The prospect of eliminating HIV from infected patients may be close at hand, but such a lofty goal will require new tools with greater sensitivity than currently available to monitor the progress of novel anti-retroviral therapies – not only in blood but also in organs that harbor such reservoirs and sites of residual viral replication in vivo.
“We’re not necessarily in this project, quote, 'creating the cure.' But we’re creating a tool that’s going to give us a lot more information about how you might go about doing that,” Santangelo says. “Otherwise, it’s a shot in the dark, you’re just trying different approaches. It’s trial and error. In the drug development world, trial and error is useful, but not ideal, and certainly not efficient.”
This research and resulting improvements in imaging technology, he says, will eventually give drug developers more information than they’ve had before, about how drugs are affecting very specific parts of the body.
“It’s about giving them much more powerful information about what’s happening, as opposed to downstream information,” says Santangelo, whose research areas include molecular imaging, nano-biophotonics, and optical microscopy. The long-term aim is to cure HIV, he adds, “and we’re working on a tool to help facilitate that.”
And that, he adds, is the reason the research got its funding – the NIH wants this tool in its toolbox. The grant covers five years, but it’s been a seven-year journey to this point. It began with a discussion between Santangelo and Emory professor Eric Hunter, whose research is focused on the molecular biology of HIV and other retroviruses.

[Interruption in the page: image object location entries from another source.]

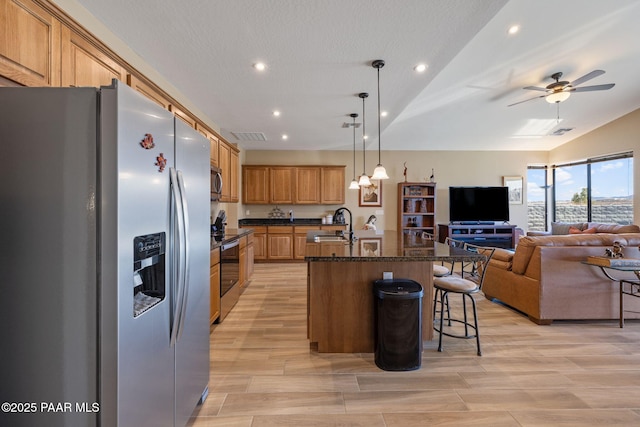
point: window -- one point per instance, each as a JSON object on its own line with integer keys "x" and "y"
{"x": 537, "y": 198}
{"x": 597, "y": 190}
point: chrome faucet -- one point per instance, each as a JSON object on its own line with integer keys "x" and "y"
{"x": 352, "y": 237}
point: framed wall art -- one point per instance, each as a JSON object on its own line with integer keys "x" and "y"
{"x": 371, "y": 195}
{"x": 514, "y": 183}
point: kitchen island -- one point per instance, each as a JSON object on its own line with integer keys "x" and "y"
{"x": 340, "y": 276}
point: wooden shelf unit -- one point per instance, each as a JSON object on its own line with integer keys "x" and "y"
{"x": 499, "y": 236}
{"x": 417, "y": 207}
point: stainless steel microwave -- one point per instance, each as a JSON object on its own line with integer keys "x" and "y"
{"x": 216, "y": 184}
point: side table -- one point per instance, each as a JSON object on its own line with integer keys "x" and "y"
{"x": 627, "y": 286}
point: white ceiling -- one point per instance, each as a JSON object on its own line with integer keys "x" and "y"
{"x": 319, "y": 54}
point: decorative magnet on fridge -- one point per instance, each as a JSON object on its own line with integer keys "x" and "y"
{"x": 161, "y": 162}
{"x": 147, "y": 143}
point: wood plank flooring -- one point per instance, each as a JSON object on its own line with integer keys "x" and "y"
{"x": 566, "y": 374}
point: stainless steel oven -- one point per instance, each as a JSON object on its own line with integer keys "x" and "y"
{"x": 229, "y": 276}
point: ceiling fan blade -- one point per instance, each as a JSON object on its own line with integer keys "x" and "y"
{"x": 592, "y": 88}
{"x": 526, "y": 100}
{"x": 586, "y": 77}
{"x": 535, "y": 88}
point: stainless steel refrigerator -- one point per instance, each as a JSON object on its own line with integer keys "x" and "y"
{"x": 104, "y": 260}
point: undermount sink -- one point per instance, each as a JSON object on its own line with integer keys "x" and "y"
{"x": 328, "y": 238}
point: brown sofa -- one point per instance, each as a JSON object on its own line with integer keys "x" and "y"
{"x": 545, "y": 278}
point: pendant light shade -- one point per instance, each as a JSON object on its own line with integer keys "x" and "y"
{"x": 354, "y": 183}
{"x": 379, "y": 172}
{"x": 364, "y": 178}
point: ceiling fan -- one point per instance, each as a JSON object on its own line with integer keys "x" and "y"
{"x": 559, "y": 91}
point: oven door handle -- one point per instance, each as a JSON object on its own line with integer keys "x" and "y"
{"x": 230, "y": 245}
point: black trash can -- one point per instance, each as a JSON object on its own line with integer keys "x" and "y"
{"x": 398, "y": 322}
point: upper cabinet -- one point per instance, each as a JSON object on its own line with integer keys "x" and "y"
{"x": 281, "y": 184}
{"x": 147, "y": 90}
{"x": 255, "y": 185}
{"x": 84, "y": 64}
{"x": 30, "y": 48}
{"x": 307, "y": 186}
{"x": 302, "y": 185}
{"x": 332, "y": 185}
{"x": 229, "y": 162}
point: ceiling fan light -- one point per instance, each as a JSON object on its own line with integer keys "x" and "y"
{"x": 364, "y": 181}
{"x": 556, "y": 97}
{"x": 380, "y": 173}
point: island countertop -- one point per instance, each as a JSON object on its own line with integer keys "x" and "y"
{"x": 389, "y": 246}
{"x": 340, "y": 301}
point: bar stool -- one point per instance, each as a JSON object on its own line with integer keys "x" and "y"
{"x": 438, "y": 270}
{"x": 454, "y": 284}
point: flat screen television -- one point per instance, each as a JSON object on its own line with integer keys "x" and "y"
{"x": 478, "y": 204}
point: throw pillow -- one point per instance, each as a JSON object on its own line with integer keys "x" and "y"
{"x": 573, "y": 230}
{"x": 563, "y": 227}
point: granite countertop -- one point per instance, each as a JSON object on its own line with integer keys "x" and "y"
{"x": 390, "y": 246}
{"x": 282, "y": 221}
{"x": 230, "y": 235}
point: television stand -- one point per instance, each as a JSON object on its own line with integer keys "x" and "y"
{"x": 494, "y": 235}
{"x": 473, "y": 223}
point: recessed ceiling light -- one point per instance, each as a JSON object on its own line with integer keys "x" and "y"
{"x": 420, "y": 68}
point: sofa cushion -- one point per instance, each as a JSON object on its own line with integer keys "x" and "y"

“We were sitting around a table and Eric basically said, ‘one thing we’d like to know is, where is the virus? Is there a way to image this?’ I said, ‘I have no idea, but let’s see if we can figure that out.’ So I went back to the drawing board and thought about ways to approach the problem,” Santangelo says. “But that’s how it started – a group of people sitting around the table, asking, ‘how do we address this?’ and me being crazy enough to say, ‘I’ll try this,’ because I don’t say no to anything.”
Hunter introduced Santangelo to researcher/pathologist Villinger. They went after and received a $30,000 boost from the Woodruff Foundation, then got $100,000 from the Georgia Research Alliance, “and these were so important in pushing the momentum forward,” Santangelo says.
Then they received $450,000 from the NIH in the form of an Exploratory/Developmental Research Grant Award (R21) and now, $5.5 million, to support the work of an all-star team of researchers, including (among others) principal investigators Santangelo and Villinger, as well as Ray Schinazi, who directs the Laboratory of Biochemical Pharmacology at Emory, and is a co-investigator.
The overall goal, according to Santangelo, is to create or improve an imaging tool that will determine how the virus is being affected by a new drug strategy, and also to help promote new drugs that Schinazi is working on – “to clear HIV, and also to make current drugs more effective,” says Santangelo, who believes that by enhancing current imaging technology, particularly CT (computed tomography, or CAT scanning) and PET (positron emission tomography), he can track the reservoirs, including active viral reservoirs.
“If you can figure out where the reservoirs are, if you can figure out how long they are being affected by the drugs, and how the drugs are actually changing the reservoirs, we might be able to clear them,” says Santangelo, whose eyes light up at the prospect, giving him the look of a kid contemplating a super toy that hasn’t been invented yet. “And if you can clear these reservoirs, you could cure AIDS, and if you can cure AIDS, well, that would be pretty awesome.”